Nous devons donc unir nos forces pour rappeler que la souffrance ressentie par beaucoup de nos compatriotes face à la mondialisation, face aussi à la déshumanisation de ce pouvoir RDPC, n’est pas une fatalité. Pour affirmer également que le pessimisme ambiant, entretenu par ceux qui ont intérêt à ce que rien ne change, n’est pas seulement improductif, mais destructeur pour notre société tout entière.
Nous avons l’absolue certitude qu’il est possible de retrouver un pays apaisé et rassemblé autour d’un nouveau projet fédératif tourné vers le bien-être, la justice et le respect de l’autre en coopération étroite avec les CHEFFERIES TRADITIONNELLES. Cela suppose d’accepter de regarder les vérités en face, de chercher à comprendre les véritables fonctionnements qui régissent nos sociétés africaines, mais aussi nos vies.
Pour rappel, le Cameroun est constitué dans sa grande diversité de groupements ETHNIQUES.

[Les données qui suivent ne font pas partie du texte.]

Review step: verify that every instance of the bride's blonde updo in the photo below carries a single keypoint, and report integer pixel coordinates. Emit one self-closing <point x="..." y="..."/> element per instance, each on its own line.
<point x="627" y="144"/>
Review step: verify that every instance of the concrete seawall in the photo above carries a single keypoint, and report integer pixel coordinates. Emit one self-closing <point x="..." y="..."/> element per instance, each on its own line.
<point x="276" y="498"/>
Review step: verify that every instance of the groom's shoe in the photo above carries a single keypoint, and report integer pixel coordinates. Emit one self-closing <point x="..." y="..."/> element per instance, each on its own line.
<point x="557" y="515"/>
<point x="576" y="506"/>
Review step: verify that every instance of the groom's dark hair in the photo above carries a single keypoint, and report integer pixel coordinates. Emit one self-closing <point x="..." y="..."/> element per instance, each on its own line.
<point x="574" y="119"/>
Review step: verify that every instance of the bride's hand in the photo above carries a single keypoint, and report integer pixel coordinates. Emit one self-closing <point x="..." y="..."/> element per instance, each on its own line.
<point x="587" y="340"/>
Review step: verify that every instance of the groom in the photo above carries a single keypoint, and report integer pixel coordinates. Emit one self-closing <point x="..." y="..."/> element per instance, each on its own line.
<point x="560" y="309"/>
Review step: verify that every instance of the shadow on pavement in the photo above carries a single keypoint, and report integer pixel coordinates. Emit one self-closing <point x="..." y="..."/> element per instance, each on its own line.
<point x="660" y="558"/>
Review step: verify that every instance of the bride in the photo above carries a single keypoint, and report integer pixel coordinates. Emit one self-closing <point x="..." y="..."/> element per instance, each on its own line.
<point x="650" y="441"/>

Ni prophètes, ni cyniques et surtout pas naïfs, UTOPISTES au meilleur sens du terme, les compatriotes camerounais de la diaspora et moi-même ne prétendons pas détenir la vérité absolue. Nous ne croyons pas non plus aux solutions miracles, aux incantations, et encore moins aux réponses toutes faites. Nous sommes simplement là pour éclairer nos choix, un peu comme ces amis désintéressés et libres en qui on a confiance, et auxquels nous allons demander, au moment de prendre une décision difficile : « Et toi, qu’est-ce que tu ferais à ma place ? » Parce que nous vivons sur le même bateau, dans le même pays, et que nous affrontons les mêmes questions, les mêmes contradictions, nous savons bien que la meilleure réponse est d’abord en chacun d’entre nous.